The median home price in Alabama is $170,184—the second cheapest behind Mississippi—and the cost-of-living index score here is 87.9, which is third in the US. Housing costs are also 29.9% below the national average. While costs for healthcare and transportation are among the lowest in the US, Alabama remains among the states with the highest percentage of people living below the poverty line. It should be noted, however, that the unemployment rate in Alabama remains relatively low, at 2.9%.


The cheapest state in multiple categories—including food, housing, and healthcare—Oklahoma’s cost-of-living index is 87.9. The median cost for a home here is $151,469 and housing costs are 25.3% below the US average. As mentioned, grocery and healthcare costs are 5.5% lower than the national average. At 15.1%, however, Oklahoma also has one of the highest poverty rates in the US.

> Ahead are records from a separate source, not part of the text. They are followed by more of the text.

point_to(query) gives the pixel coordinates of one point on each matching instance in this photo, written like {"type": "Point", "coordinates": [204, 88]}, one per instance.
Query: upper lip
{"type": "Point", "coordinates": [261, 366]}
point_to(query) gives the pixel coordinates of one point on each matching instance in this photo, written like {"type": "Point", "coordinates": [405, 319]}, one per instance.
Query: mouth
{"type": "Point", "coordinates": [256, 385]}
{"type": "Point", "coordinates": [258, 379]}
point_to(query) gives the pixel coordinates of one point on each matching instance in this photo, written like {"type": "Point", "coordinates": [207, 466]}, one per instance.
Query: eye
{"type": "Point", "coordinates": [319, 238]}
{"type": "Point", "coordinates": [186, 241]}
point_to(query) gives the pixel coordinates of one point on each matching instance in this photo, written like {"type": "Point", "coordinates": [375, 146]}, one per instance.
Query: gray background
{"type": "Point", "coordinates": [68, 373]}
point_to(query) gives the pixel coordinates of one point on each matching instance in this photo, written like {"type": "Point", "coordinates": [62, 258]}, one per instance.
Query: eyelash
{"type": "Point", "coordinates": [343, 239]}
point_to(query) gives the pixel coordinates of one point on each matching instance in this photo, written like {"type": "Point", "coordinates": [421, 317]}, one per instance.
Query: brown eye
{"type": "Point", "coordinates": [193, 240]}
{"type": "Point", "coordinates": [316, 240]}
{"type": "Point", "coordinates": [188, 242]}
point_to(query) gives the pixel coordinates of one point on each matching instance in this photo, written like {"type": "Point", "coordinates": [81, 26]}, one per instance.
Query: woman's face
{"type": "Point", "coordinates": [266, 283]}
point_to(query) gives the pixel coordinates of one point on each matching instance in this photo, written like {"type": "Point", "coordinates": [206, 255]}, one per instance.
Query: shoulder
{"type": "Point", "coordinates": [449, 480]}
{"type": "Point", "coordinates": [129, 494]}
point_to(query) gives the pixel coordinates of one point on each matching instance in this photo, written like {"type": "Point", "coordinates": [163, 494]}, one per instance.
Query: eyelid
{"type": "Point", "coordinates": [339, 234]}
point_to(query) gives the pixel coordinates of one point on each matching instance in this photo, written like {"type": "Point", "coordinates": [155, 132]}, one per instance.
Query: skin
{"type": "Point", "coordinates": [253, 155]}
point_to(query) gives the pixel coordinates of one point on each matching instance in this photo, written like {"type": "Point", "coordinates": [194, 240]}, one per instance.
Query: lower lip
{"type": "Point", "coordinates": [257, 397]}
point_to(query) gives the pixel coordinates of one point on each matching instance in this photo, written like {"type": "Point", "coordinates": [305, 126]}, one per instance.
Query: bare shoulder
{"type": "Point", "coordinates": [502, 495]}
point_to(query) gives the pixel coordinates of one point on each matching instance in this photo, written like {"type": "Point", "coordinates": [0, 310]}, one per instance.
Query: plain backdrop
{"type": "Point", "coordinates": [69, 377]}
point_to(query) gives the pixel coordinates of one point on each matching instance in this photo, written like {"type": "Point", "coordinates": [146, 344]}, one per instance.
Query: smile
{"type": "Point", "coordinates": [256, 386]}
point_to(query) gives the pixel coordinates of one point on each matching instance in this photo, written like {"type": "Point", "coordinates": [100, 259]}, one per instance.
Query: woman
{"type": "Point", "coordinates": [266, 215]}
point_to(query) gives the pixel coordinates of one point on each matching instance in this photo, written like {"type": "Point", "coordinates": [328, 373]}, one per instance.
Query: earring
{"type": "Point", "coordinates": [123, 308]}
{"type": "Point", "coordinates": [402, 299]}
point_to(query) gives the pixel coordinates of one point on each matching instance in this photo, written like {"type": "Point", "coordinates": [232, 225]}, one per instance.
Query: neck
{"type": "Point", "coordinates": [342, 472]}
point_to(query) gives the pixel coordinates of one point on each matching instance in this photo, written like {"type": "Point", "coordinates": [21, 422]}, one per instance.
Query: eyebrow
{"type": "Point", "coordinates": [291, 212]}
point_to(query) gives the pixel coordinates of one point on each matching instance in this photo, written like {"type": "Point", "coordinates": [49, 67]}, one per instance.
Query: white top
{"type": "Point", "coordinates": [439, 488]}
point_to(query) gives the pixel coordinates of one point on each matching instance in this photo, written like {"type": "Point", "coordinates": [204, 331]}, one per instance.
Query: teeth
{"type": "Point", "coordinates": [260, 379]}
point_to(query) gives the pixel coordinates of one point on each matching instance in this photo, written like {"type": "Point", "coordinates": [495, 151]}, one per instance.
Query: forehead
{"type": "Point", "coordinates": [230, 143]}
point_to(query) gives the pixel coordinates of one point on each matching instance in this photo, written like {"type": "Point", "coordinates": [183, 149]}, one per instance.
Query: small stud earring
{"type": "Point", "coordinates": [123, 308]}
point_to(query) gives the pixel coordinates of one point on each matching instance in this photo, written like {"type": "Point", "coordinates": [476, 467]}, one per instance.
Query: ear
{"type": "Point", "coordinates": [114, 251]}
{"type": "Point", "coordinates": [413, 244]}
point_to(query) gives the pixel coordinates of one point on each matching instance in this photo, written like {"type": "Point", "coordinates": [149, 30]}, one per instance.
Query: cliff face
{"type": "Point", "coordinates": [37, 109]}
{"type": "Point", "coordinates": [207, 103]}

With a cost-of-living index score of 86.5, Kansas is the second-least expensive state to live in in the US. With housing costs 27.4% below the national average, the median cost of a single-family home in Kansas is roughly $177,000—the third-cheapest housing cost in the country. Another bonus about Kansas is that it also has the one of the lowest unemployment rates in the US, which bodes well for the state’s economy.


Georgia’s cost-of-living index score is 88.8 and the median cost for a single-family home is $246,272. The housing costs in the Peach State are 25.6% below the national average and the utility costs are 9.5% below the national average. Access to major Southern hub Atlanta also increases Georgia’s value.

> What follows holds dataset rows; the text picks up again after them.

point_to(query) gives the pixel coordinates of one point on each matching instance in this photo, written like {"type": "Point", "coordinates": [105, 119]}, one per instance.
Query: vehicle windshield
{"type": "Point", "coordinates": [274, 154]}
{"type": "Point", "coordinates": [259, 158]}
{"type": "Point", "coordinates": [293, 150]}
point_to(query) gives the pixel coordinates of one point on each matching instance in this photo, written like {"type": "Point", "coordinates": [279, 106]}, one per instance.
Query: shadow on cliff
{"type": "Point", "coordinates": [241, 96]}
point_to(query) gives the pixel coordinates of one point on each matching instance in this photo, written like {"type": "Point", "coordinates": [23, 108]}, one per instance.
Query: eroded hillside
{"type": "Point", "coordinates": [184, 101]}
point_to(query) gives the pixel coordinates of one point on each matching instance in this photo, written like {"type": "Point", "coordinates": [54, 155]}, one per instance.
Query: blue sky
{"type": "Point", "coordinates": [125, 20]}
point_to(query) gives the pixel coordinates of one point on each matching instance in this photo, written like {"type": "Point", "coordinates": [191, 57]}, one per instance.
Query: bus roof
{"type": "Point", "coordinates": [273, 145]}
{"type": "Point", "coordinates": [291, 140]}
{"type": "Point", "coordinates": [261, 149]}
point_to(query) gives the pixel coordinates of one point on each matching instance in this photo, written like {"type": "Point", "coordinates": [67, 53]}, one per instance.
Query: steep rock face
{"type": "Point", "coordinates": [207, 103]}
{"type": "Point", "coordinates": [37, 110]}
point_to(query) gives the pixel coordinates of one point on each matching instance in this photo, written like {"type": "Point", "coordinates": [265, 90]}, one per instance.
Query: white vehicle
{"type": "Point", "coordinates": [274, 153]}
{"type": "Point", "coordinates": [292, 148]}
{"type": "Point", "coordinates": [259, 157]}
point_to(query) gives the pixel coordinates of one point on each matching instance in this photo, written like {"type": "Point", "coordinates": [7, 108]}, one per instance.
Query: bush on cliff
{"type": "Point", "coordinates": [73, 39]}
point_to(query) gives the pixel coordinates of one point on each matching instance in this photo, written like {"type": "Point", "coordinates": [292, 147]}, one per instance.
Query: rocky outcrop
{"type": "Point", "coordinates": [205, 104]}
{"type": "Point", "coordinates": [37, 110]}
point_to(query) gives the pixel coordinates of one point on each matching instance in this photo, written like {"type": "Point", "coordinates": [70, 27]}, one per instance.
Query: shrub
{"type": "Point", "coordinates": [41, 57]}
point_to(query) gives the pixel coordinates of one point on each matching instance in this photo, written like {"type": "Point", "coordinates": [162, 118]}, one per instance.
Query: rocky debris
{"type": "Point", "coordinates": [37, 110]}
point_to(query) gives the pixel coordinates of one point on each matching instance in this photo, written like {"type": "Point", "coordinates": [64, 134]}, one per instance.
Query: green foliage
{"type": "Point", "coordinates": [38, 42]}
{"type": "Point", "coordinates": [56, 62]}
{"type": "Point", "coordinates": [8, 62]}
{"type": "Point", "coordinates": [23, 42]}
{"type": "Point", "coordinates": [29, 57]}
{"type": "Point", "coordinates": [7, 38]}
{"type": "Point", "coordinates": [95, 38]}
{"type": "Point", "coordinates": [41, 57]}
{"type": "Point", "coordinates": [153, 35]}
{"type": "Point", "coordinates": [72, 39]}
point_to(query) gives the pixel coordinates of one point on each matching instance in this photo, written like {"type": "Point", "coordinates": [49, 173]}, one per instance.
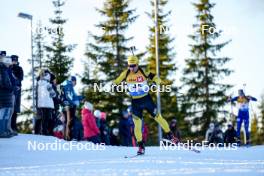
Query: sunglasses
{"type": "Point", "coordinates": [132, 66]}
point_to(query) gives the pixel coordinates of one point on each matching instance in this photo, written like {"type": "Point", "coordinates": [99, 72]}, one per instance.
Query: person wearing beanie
{"type": "Point", "coordinates": [138, 88]}
{"type": "Point", "coordinates": [45, 104]}
{"type": "Point", "coordinates": [243, 113]}
{"type": "Point", "coordinates": [90, 130]}
{"type": "Point", "coordinates": [19, 75]}
{"type": "Point", "coordinates": [6, 95]}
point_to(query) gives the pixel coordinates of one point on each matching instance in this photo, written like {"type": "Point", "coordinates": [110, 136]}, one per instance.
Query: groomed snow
{"type": "Point", "coordinates": [16, 159]}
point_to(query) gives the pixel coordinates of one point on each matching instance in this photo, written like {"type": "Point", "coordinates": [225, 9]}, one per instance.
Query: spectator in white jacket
{"type": "Point", "coordinates": [44, 125]}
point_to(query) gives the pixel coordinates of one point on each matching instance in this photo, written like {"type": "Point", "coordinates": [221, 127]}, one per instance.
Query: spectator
{"type": "Point", "coordinates": [217, 136]}
{"type": "Point", "coordinates": [144, 132]}
{"type": "Point", "coordinates": [91, 131]}
{"type": "Point", "coordinates": [97, 115]}
{"type": "Point", "coordinates": [104, 130]}
{"type": "Point", "coordinates": [6, 95]}
{"type": "Point", "coordinates": [130, 118]}
{"type": "Point", "coordinates": [19, 75]}
{"type": "Point", "coordinates": [209, 132]}
{"type": "Point", "coordinates": [230, 135]}
{"type": "Point", "coordinates": [174, 129]}
{"type": "Point", "coordinates": [124, 130]}
{"type": "Point", "coordinates": [45, 104]}
{"type": "Point", "coordinates": [114, 137]}
{"type": "Point", "coordinates": [70, 101]}
{"type": "Point", "coordinates": [77, 130]}
{"type": "Point", "coordinates": [243, 113]}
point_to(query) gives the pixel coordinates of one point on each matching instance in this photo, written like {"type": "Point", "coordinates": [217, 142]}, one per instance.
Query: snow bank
{"type": "Point", "coordinates": [17, 159]}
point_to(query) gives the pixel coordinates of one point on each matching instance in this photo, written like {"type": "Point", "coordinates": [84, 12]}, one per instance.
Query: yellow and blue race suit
{"type": "Point", "coordinates": [138, 89]}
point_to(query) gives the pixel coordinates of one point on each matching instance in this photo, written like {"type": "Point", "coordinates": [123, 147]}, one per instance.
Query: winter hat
{"type": "Point", "coordinates": [103, 115]}
{"type": "Point", "coordinates": [97, 113]}
{"type": "Point", "coordinates": [132, 60]}
{"type": "Point", "coordinates": [14, 58]}
{"type": "Point", "coordinates": [88, 105]}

The median price for a single-family home in Tennessee is $230,253 and housing costs run 20.7% below the national average. Meanwhile, at 89.0, the cost-of-living index score in this southern state is the sixth cheapest nationwide. While the poverty rate is relatively high at 13.8%, the unemployment rate is lower than the national average at 3.4%. Tennessee’s unique draw is there is no state income tax on earned wages. Another aspect of Tennessee that increases the state’s value is its rich musical history for blues, country, jazz, and rock.